B.C.’s provincial parties all worked with either election-influencer AggregateIQ Data Services Ltd. (AIQ) or with Facebook in analyzing voter data.
Michael McEvoy, B.C.'s information and privacy commissioner, and Daniel Therrien, privacy commissioner of Canada | File photo: Jeremy Hainsworth

B.C.’s provincial parties all worked with either election-influencer AggregateIQ Data Services Ltd. (AIQ) or with Facebook in analyzing voter data.

This information has been confirmed in some cases by privacy reports and in other cases by the parties themselves.

The information has gelled after federal and provincial privacy commissioners Daniel Therrien and Michael McEvoy said Nov. 26 that the Victoria-based data-gathering company not only gave B.C. political parties voters’ personal data but also may have influenced Europe’s Brexit vote and the 2016 U.S. presidential election, as it gave far more such data to foreign clients.

As such, AIQ failed in its Canadian privacy law obligations when it used and disclosed millions of voters’ personal information in B.C., the U.S. and the U.K., the commissioners said.

The commissioners also said municipal politicians worked with AIQ.

The largest municipal parties in B.C. are Vancouver’s Vision Vancouver and the Non-Partisan Association (NPA).

Vision external co-chair Aaron Leung said, “Vision Vancouver has had no interactions with AggregateIQ over the past decade,”

Requests to the NPA were referred to new president David Mawhinney. He has not responded.

The NPA is currently mired in controversy after the election of right-wing officers and the decision of Coun. Rebecca Bligh to sit as an independent citing what she called intolerance in the party.

B.C.’s Greens have been open about past use of AIQ’s services.

“AIQ was working on a new database system to store our supporter information, plus a new website to work with that database,” Green Party director of communications and strategy Stefan Jonsson said. “They were not doing advertising, voter profiling or list-building for us, the primary activities that the privacy commissioner has found broke B.C. laws with regard to their work in the U.S. and U.K.,” Green Party director of communications and strategy Stefan Jonsson said.

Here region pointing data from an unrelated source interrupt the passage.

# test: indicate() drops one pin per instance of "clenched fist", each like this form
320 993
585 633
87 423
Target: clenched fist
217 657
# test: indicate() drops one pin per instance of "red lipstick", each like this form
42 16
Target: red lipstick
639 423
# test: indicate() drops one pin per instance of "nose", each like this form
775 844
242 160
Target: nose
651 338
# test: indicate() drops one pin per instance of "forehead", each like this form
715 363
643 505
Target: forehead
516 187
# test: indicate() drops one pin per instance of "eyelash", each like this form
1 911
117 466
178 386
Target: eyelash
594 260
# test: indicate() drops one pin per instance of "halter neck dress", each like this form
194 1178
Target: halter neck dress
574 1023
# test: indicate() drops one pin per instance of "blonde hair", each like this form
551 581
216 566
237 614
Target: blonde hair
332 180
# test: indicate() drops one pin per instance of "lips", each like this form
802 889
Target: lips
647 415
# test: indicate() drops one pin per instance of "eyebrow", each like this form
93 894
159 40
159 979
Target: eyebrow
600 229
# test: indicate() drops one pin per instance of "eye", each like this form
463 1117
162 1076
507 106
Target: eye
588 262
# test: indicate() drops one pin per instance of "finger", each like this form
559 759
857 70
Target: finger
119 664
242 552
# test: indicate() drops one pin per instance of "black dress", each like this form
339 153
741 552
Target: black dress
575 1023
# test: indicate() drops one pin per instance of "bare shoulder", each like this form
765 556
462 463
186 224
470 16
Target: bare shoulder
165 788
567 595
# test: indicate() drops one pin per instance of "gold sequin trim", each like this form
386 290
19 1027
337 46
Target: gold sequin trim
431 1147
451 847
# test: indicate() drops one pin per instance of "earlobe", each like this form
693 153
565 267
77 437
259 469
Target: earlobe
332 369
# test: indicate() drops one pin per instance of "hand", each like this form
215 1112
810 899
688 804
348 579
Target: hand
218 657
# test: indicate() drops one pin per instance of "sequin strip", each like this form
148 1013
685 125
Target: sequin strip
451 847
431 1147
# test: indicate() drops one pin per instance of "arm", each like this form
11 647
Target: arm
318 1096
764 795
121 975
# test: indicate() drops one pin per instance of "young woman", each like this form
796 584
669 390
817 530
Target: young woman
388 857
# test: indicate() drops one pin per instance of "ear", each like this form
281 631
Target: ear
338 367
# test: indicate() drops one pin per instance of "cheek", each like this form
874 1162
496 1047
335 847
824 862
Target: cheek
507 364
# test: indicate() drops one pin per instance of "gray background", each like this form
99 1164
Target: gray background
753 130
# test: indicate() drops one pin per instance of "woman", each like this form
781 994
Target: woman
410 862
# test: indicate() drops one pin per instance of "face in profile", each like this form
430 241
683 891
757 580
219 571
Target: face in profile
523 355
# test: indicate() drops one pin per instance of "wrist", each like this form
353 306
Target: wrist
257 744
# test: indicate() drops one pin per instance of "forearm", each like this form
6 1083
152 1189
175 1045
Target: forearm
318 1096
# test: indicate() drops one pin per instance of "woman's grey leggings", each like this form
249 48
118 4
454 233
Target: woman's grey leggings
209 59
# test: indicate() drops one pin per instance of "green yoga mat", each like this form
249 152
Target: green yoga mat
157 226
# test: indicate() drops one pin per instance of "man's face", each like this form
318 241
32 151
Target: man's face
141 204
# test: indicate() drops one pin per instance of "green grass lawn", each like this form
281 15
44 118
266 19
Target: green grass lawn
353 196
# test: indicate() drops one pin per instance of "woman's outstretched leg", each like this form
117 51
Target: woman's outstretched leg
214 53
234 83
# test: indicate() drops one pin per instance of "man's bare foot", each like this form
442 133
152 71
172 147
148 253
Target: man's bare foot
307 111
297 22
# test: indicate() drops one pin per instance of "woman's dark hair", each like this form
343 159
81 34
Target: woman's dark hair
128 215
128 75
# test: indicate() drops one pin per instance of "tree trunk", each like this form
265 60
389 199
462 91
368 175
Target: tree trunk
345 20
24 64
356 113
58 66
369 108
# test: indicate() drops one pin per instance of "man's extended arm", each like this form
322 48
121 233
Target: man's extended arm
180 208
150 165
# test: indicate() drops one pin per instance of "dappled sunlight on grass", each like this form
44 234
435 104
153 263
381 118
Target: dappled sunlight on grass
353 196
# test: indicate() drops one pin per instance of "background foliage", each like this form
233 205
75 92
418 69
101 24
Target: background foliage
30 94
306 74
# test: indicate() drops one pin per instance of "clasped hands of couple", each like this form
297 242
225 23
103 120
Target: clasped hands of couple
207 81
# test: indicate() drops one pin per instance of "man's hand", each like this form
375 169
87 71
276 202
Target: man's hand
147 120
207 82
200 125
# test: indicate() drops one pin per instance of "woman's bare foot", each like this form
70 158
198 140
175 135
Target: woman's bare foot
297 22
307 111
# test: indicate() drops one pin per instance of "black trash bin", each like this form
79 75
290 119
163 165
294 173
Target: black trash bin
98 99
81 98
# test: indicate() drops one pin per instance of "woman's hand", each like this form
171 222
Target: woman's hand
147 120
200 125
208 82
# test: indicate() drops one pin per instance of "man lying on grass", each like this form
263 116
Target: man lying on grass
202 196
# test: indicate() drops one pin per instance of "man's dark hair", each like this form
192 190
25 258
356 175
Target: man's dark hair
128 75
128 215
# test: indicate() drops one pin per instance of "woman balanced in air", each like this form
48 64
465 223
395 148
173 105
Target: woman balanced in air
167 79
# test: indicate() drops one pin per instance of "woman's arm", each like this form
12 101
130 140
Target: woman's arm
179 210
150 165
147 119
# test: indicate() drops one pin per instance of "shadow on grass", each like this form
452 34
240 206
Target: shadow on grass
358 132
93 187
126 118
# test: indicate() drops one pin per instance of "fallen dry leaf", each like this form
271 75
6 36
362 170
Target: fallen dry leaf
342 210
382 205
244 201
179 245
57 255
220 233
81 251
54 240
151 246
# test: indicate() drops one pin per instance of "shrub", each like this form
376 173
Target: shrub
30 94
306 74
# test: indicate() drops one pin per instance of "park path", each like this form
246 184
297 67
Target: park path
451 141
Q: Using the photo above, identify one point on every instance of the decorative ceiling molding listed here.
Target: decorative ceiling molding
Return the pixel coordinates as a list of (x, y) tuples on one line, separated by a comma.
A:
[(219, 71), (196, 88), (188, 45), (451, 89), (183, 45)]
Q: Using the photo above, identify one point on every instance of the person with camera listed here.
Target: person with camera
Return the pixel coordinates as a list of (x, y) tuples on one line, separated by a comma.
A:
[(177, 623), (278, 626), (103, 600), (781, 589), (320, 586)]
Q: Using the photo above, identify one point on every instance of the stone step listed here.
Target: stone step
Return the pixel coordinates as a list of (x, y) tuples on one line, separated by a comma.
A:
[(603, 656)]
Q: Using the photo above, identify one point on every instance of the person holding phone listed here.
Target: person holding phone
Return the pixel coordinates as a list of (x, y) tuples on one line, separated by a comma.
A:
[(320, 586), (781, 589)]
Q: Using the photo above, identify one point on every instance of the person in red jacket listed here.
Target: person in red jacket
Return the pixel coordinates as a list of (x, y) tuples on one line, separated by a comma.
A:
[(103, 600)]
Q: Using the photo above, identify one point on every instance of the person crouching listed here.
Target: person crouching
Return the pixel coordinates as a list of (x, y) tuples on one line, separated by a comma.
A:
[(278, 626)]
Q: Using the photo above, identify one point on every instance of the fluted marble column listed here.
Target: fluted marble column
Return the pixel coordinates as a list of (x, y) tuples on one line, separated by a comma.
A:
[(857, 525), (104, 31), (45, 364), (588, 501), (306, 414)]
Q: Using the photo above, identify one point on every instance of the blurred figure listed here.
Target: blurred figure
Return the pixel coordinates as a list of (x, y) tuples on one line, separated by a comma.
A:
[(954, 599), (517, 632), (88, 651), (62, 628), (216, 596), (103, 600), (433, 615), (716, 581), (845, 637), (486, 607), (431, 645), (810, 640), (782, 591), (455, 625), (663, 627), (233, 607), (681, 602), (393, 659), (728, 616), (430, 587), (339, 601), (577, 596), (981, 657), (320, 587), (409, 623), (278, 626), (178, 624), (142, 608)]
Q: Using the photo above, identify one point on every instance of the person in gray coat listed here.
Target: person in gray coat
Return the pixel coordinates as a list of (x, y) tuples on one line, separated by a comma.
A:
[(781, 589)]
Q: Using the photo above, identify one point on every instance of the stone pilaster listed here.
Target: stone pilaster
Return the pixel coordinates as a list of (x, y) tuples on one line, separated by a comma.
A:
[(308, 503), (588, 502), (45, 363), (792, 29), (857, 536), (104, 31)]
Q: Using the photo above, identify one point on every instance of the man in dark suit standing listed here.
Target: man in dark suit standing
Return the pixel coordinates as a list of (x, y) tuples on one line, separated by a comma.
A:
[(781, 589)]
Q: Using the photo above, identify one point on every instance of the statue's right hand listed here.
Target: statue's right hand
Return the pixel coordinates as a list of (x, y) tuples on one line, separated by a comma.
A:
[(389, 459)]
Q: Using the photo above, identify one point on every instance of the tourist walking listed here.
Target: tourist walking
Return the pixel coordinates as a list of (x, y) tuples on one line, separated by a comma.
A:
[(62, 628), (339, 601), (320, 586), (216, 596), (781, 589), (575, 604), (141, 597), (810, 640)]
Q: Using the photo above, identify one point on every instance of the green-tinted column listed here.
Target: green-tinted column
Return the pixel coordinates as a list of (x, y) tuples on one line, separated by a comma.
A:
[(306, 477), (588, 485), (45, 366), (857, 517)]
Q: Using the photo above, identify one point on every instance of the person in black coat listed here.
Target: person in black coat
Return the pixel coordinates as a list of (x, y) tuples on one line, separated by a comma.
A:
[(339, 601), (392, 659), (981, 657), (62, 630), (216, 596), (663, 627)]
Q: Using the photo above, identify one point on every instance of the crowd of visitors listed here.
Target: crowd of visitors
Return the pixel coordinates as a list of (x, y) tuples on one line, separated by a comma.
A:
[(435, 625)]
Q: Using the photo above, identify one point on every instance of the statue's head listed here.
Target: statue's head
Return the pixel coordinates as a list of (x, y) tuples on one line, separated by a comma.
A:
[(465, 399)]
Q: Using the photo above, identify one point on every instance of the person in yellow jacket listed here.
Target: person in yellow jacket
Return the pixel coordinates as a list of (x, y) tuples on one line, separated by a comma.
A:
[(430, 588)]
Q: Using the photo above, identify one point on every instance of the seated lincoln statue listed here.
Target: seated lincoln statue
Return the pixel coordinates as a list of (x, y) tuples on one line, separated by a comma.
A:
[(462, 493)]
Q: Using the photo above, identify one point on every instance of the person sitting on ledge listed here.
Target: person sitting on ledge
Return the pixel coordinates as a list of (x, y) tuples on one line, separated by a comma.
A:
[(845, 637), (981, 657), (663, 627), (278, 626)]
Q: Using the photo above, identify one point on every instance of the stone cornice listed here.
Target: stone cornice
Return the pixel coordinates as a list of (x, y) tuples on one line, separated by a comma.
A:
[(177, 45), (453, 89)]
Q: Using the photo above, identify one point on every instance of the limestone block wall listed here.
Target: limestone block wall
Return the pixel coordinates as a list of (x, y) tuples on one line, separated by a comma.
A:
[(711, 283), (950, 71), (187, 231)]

Personal information that was shared by the Greens with AIQ included contact information, support activities (such as petitions signed), donation history and contact history, Jonsson said, adding the data was destroyed at the end of the working relationship.

“All work conducted by AIQ was for the BC Green Party, not the BC Green caucus office,” he said.

B.C.’s Liberals as a party did not retain AIQ’s services, but three candidates worked with the company in the 2017 provincial election, party director of communications Deanie Wong said.

Those candidates were Doug Clovechok in Columbia River-Revelstoke, Mike de Jong in Abbotsford West, Todd Stone in Kamloops-South Thompson and David Calder in Saanich South. Only Calder lost in the election.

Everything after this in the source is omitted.